Determination of equilibrium
constant of extracting rare earth metal ions with acidic organophosphorus esters
Hu Wenxiang, Peng Qingtao, Cui
Hao, Yuan Chengye#, Li
Shusen
(Institute of Military Medicine, Headquarters
of General Equipment, Beijing 100101; #Shanghai
Institute of Organic Chemistry, Chinese Academy of Science, Shanghai 200032)
Received Aug. 1, 2000;
Supported by the National Natural Science Foundation of China.
Abstract The determination method of
extraction equilibrium constant of the rare earth elements was described in this paper.
The results of extracting lanthanum and neodymium ions with acidic organophosphorus esters
showed that there were three ligands in the rare earth complexes.
Key words Acidic organophosphorus esters, Rare earth metal ions, Extraction
equilibrium constant
The application of rare earth metal has
become more and more important in national economy, especially in colour television
industry and superconduction, and the upsurge of rare earth metal study and exploitment
has been promoted greatly.

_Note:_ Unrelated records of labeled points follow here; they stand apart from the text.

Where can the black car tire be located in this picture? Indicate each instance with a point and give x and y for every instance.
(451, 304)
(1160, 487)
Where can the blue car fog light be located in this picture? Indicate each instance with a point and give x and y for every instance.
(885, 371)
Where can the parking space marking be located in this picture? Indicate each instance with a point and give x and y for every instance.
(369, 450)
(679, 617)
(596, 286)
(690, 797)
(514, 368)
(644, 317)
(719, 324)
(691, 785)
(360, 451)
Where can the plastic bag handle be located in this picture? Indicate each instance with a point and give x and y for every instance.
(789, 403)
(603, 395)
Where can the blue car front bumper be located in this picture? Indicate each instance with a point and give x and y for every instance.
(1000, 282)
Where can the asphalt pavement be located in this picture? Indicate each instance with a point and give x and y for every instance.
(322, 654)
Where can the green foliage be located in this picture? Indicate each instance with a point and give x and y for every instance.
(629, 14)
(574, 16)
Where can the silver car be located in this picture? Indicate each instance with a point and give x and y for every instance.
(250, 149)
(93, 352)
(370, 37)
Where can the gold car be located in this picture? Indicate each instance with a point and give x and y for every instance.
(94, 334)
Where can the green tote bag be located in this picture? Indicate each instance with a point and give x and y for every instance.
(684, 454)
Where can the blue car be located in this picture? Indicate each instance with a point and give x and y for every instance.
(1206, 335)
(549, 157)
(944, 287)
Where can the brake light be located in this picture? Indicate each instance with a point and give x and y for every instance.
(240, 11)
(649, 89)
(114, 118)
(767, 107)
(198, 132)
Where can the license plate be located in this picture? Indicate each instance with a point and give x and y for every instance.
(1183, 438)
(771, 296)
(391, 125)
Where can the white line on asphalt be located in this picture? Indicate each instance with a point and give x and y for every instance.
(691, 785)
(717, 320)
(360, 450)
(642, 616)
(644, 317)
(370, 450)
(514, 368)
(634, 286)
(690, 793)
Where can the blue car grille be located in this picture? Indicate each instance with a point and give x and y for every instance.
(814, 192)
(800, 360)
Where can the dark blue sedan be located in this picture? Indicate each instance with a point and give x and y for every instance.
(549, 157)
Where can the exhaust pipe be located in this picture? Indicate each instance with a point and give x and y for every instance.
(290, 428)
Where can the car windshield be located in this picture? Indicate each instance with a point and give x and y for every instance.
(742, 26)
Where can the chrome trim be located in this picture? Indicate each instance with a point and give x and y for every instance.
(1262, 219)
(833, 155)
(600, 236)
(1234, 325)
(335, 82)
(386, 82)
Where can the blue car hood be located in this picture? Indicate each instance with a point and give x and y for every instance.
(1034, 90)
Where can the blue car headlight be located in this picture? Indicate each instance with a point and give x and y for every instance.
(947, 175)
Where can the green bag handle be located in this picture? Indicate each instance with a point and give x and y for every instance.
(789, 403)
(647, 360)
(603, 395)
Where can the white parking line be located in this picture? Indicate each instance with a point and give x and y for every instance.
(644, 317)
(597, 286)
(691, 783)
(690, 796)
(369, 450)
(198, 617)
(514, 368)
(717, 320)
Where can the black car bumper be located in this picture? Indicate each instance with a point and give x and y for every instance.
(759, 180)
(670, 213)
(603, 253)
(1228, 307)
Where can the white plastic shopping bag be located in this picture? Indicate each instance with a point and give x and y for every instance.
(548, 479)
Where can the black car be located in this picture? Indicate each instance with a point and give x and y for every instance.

The reserves of rare earth metal in China is the first in the
world. Because of the character similarity of every rare earth element, the great
difficulty of separation and purification has been brought out. In recent years, the
solvent extraction separation of rare earth element has led to people's great
interest[1,2]. In this paper, the extraction solvent was acidic
organophosphorus ester, extraction equilibrium constant was obtained by determination of
the concentration of rare earth metal ions and acidity of water phase after equilibration,
in which volumetric analysis was used.
1 REAGENTS
0.5 mol/L LaCl3 and NdCl3 solution was made up separately; 0.01328
mol/L ZnCl2 solution; 0.005732 mol/L EDTA solution (standardized by 0.01328
mol/L ZnCl2 solution); 0.2 mol/L NaOH solution (standardized by 0.1 mol/L
potassium acid phthalate solution); 2 mol/L HCl solution (standardized by NaOH solution
which had been standardized); 2 mol/L NaCl solution; 0.5% xylenol orange solution (in 50%
ethanol); 5% phenolphthalein solution (in ethanol).
Buffer solution (pH=5.4): 400g hexamethinetetramine was weighed and
1000 mL water was added in for dissolvation, then 100mL concentrated HCl solution was
added in. The solution was purplish red and stored in a brown bottle.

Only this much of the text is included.